Once a diagnostic dataset is created, it can be employed on any neural IR model, it is thus a way to diagnose models in a model-agnostic manner. All we consider is how each trained model ranks the provided document instances. This in turn tells us to what extent a model has learnt the type of knowledge encoded in an axiom. As diagnostic datasets do not require relevance judgments, they can be extracted from almost any given set of queries and document corpus.

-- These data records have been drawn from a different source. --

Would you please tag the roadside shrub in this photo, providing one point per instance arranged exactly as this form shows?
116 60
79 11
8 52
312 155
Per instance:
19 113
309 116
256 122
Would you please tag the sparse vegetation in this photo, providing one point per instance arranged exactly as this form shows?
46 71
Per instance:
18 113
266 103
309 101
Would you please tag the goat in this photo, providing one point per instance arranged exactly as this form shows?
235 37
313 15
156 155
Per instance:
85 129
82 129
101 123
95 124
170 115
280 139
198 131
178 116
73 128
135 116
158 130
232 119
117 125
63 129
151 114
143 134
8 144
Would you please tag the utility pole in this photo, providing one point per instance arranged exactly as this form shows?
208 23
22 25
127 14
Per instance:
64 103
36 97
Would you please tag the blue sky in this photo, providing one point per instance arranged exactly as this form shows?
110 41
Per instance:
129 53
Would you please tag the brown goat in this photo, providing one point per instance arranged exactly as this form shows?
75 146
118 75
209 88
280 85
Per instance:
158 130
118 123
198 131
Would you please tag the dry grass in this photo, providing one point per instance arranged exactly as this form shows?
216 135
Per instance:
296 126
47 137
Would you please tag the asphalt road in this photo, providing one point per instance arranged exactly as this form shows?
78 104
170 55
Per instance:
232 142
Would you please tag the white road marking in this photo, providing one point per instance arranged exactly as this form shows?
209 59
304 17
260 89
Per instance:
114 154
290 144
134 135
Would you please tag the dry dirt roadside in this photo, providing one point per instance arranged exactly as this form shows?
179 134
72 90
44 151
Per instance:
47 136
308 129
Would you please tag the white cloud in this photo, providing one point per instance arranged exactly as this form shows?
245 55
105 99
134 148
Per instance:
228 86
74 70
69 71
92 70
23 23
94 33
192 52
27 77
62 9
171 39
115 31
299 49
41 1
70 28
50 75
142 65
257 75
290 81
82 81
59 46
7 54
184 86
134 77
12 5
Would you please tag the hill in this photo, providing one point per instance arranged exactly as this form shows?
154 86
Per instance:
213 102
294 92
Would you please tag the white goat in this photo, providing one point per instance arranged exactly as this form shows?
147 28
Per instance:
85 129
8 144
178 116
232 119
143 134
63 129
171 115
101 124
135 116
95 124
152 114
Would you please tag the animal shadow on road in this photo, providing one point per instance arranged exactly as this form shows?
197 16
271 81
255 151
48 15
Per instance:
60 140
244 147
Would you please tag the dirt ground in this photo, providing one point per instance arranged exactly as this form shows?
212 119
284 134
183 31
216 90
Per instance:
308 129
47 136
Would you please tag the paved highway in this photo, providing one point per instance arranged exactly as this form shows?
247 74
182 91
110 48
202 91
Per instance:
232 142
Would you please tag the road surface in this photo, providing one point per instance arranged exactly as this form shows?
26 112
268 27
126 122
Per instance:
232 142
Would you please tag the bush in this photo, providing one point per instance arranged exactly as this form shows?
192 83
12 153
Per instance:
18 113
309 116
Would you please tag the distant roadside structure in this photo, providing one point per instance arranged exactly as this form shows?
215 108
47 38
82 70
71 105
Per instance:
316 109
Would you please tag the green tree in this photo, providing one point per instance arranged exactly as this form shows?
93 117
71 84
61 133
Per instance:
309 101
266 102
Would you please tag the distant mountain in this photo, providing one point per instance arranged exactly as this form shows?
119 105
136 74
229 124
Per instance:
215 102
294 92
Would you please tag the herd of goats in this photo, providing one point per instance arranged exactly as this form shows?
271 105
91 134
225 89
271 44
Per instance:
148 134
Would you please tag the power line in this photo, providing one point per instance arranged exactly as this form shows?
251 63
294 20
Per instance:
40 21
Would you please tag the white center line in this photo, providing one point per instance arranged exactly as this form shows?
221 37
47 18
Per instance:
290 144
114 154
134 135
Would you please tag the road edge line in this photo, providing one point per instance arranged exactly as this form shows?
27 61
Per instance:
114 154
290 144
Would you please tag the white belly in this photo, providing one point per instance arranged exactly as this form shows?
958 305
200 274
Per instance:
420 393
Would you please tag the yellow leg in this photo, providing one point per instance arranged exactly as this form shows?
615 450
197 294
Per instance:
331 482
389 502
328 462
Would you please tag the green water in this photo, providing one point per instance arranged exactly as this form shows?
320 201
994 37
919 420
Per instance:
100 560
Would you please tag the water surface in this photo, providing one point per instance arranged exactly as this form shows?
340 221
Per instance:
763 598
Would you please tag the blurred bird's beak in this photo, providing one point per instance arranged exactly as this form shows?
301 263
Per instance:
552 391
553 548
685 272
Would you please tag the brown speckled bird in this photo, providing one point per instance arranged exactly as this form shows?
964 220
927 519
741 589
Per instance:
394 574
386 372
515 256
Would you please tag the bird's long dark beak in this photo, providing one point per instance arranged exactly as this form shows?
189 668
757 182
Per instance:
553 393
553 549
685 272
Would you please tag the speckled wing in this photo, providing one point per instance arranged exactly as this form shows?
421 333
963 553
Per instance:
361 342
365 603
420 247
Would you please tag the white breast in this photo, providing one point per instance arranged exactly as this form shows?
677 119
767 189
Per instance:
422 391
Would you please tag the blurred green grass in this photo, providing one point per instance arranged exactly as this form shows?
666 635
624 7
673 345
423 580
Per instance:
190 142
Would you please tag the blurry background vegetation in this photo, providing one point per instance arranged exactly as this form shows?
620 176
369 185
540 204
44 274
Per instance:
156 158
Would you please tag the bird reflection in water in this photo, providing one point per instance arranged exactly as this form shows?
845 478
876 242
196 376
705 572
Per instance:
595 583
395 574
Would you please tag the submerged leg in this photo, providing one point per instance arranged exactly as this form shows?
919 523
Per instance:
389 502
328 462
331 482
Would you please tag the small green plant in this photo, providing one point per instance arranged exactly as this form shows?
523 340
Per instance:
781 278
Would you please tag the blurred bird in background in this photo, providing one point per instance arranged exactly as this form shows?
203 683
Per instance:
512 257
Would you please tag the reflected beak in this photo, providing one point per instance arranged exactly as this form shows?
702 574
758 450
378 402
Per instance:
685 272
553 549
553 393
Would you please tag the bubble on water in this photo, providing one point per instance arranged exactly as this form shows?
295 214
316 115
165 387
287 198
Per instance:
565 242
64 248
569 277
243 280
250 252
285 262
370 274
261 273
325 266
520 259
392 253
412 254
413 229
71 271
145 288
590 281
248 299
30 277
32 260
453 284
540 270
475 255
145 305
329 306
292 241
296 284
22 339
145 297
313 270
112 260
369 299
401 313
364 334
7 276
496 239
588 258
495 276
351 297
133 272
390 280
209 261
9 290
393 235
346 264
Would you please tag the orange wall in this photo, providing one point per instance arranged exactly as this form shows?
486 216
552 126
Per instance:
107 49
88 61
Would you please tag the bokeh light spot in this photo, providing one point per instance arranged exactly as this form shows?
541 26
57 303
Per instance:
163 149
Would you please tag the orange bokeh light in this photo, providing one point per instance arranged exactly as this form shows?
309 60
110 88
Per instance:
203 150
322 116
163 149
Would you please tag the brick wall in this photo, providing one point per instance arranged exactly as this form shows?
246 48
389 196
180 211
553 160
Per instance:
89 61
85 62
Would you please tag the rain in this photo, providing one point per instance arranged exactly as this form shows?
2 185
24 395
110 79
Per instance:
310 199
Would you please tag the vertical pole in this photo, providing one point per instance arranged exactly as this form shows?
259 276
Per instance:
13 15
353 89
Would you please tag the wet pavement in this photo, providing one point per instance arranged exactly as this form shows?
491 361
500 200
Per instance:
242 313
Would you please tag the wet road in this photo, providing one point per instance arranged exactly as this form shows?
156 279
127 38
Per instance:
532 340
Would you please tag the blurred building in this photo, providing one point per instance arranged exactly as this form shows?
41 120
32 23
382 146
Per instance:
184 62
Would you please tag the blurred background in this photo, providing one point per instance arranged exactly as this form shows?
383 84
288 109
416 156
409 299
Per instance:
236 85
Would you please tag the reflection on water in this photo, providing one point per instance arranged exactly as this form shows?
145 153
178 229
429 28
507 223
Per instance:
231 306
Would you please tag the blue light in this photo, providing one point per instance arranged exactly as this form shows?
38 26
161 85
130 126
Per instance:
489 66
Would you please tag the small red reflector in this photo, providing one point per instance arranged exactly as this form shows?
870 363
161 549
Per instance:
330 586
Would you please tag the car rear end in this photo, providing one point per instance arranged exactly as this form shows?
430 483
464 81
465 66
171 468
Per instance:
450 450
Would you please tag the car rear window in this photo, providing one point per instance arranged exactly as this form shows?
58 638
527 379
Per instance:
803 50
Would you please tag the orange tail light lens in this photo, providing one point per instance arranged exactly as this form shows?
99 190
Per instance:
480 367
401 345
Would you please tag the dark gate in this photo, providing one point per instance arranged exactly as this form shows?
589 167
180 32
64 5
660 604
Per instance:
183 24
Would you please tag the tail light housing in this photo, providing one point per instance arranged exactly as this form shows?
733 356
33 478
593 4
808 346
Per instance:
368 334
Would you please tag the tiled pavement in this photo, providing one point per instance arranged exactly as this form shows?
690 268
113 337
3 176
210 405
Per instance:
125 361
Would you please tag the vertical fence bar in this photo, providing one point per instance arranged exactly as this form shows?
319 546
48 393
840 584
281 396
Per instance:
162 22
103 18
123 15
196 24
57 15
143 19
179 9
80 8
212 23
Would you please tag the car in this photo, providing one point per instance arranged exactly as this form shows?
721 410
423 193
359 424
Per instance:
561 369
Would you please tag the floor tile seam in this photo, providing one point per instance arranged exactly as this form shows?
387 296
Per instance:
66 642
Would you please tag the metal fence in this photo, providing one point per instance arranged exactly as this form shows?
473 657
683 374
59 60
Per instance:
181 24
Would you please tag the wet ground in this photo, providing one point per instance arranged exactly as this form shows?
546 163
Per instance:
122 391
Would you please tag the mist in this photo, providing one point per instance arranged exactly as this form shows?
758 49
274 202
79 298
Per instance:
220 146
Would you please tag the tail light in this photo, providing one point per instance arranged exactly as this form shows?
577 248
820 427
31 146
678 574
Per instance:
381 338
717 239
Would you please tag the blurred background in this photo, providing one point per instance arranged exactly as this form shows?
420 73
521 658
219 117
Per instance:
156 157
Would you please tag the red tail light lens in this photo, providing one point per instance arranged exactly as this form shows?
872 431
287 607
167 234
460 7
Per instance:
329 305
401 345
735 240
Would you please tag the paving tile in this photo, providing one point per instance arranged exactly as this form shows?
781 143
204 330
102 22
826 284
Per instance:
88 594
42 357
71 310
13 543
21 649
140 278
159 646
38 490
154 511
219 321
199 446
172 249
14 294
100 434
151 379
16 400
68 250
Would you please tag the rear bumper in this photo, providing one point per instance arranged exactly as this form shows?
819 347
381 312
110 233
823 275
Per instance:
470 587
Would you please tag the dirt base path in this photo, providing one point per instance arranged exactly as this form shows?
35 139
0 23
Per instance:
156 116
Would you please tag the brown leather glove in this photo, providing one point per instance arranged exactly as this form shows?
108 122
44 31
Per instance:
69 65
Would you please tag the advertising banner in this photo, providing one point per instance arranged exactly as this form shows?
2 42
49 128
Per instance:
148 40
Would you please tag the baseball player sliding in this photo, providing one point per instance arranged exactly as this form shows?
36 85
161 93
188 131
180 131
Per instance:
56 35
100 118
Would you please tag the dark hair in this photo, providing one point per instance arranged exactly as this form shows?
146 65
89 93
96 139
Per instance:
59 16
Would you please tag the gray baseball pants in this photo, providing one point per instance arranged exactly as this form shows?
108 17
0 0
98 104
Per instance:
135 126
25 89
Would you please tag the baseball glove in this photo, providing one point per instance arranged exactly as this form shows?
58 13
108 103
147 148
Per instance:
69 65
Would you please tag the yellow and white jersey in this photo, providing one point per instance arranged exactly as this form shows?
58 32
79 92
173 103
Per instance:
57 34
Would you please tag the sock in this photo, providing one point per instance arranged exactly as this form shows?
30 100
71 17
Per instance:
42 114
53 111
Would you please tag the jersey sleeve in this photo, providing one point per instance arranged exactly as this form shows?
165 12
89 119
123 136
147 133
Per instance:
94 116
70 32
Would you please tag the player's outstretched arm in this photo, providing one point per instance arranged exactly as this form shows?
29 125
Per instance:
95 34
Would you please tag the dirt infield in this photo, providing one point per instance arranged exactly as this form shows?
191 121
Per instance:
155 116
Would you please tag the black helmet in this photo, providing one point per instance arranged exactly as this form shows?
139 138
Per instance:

We empirically validate to what extent well-known deep IR models are able to realize the axiomatic pattern underlying the datasets. The table :point_down: contains the main results of our work.

The first three result columns show the retrieval effectiveness of the various deep and non-deep approaches on the original WikiPassageQA dataset. BM25 and language modeling (QL) perform well, the deep models struggle to outperform them.

The performance per axiom columns contain the fraction of diagnostic instances that the models rank in the correct order (as dictated by the axiom). The classic retrieval models manage to produce correct rankings for most diagnostic instances, while the deep models lag behind. This is particularly apparent for axiom LNC2: it prescribes that over-penalizing long documents should be avoided; if a document is replicated k times, its retrieval status value should not be lower than that of its un-replicated variant.

What’s next

The obvious next step is to try to fix neural IR models so that they fulfil the diagnostic datasets to a better degree, either training data augmentation or the adaptation of their loss function. If that indeed also leads to higher retrieval effectiveness we can then go on with our work of diagnostic dataset creation and consider some more of the 20+ axioms proposed in the literature.